Per la regia di Lorenzo Amato una particolare Traviata sarà allestita dal Teatro di San Carlo. Diretta da Daniel Oren, andrà in scena da martedì 27 febbraio a domenica 4 marzo. Una Traviata particolare per diversi aspetti: oltre all’originalità della chiave di lettura del regista, la messa in scena richiama la più alta tradizione pittorica dell’Ottocento. Le scene di Ezio Frigerio sono interamente dipinte a mano e realizzate dai Laboratori artistici del Teatro San Carlo. “Abbiamo voluto riprodurre uno spettacolo senza artifici avveniristici, senza proiezioni, scegliendo una scenografia dove tutto è affidato alle mani leggere ed eleganti di alcuni artisti – spiega Frigerio – La modernità sta solo nel semplice marchingegno della pioggia. Vera, di vera acqua che costantemente cade dovunque velando di malinconia l’atmosfera e segnando col suo fluire lento il trascorrere di questo dramma”.
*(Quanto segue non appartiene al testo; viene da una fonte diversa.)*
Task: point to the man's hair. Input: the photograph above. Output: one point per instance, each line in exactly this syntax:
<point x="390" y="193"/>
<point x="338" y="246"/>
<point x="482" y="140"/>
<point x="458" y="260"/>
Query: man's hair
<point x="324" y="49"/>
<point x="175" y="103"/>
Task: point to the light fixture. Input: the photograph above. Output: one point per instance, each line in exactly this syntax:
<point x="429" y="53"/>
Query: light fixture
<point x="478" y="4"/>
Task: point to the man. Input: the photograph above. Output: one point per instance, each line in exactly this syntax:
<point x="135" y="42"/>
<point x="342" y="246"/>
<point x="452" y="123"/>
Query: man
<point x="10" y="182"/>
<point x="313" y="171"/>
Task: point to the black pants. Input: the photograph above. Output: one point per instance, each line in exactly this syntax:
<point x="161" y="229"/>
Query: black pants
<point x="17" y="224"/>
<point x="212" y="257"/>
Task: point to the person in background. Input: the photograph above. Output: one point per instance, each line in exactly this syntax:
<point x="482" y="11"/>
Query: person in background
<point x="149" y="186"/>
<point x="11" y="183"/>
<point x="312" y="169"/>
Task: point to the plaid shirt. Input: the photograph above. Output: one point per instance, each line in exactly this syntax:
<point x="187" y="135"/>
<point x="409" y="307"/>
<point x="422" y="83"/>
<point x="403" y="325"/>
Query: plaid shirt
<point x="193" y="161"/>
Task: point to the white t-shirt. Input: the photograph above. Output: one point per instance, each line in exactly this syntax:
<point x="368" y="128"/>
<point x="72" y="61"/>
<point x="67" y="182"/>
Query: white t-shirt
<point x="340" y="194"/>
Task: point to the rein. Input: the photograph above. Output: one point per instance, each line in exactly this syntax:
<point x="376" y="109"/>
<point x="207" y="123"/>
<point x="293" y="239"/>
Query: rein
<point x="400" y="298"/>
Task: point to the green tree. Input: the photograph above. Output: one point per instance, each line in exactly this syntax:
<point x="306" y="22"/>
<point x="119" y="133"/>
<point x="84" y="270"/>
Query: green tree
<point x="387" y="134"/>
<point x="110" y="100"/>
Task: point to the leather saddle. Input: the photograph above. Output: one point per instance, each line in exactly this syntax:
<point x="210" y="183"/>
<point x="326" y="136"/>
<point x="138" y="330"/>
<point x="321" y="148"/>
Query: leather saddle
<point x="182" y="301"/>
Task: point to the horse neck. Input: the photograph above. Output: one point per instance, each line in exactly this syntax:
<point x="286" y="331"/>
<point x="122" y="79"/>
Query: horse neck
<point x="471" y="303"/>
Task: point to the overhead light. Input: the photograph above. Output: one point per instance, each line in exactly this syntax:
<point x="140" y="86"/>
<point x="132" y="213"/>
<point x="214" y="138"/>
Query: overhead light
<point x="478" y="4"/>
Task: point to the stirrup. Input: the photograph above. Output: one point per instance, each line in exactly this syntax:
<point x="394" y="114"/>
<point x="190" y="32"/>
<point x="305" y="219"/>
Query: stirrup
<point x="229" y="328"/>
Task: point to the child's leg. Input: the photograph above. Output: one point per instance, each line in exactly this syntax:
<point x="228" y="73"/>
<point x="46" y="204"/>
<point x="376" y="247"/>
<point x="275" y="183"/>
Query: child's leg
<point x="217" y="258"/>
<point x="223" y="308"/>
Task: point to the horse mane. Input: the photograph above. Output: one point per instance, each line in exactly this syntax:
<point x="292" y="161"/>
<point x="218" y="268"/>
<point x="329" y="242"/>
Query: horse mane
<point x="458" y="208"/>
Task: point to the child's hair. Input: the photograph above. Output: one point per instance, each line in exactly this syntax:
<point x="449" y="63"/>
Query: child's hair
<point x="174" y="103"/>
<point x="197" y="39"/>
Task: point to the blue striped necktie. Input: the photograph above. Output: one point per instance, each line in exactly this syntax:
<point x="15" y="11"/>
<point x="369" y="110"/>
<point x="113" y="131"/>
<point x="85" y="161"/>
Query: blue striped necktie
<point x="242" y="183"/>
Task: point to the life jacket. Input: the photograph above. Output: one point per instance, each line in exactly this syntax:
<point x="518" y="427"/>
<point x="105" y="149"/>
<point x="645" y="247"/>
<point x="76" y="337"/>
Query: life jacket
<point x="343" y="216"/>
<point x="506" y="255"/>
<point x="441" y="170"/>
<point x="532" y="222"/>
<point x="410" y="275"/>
Il cast vedrà alternarsi nel ruolo di Violetta Valéry, Maria Mudryak e Francesca Dotto, recentemente sul palcoscenico dell’Opera di Roma per La traviata firmata da Sofia Coppola. Alfredo Germont sarà interpretato da Vincenzo Costanzo e Leonardo Cortellazzi e Vladimir Stoyanov nei panni Giorgio Germont, in alternanza con Fabian Veloz mentre Giuseppina Bridelli sarà Flora. Giuseppe Picone, direttore del Corpo di Ballo del San Carlo, danzerà sulle coreografie di Giancarlo Stiscia.
La regia di Amato è totalmente incentrata sull’irreparabile fuga del tempo e sulla sofferenza, fisica e morale di Violetta: “Concepire e mettere in scena La Traviata non è stato un lavoro preparato a tavolino con lucida razionalità, piuttosto una riflessione sulla malattia, il tempo che scorre via inesorabile, l’amore, la violenza delle convenzioni sociali, l’ipocrisia, il sacrificio e infine la morte. – commenta il regista – Al centro dello spazio scenico, su un fondale trasparente come un vetro, la pioggia scorre implacabilmente per l’intera durata dello spettacolo, filtrando la visione delle grandi tele pittoriche che descrivono gli ambienti. Un elemento che potrebbe essere visto come semplice metafora di una Parigi grigia, fredda e piovosa, ma che per me rappresenta molto di più: straniamento, allusione, stato d’animo, dolore, fino a quell’offuscamento della vista che le malattie particolarmente debilitanti provocano in ciascuno di noi”.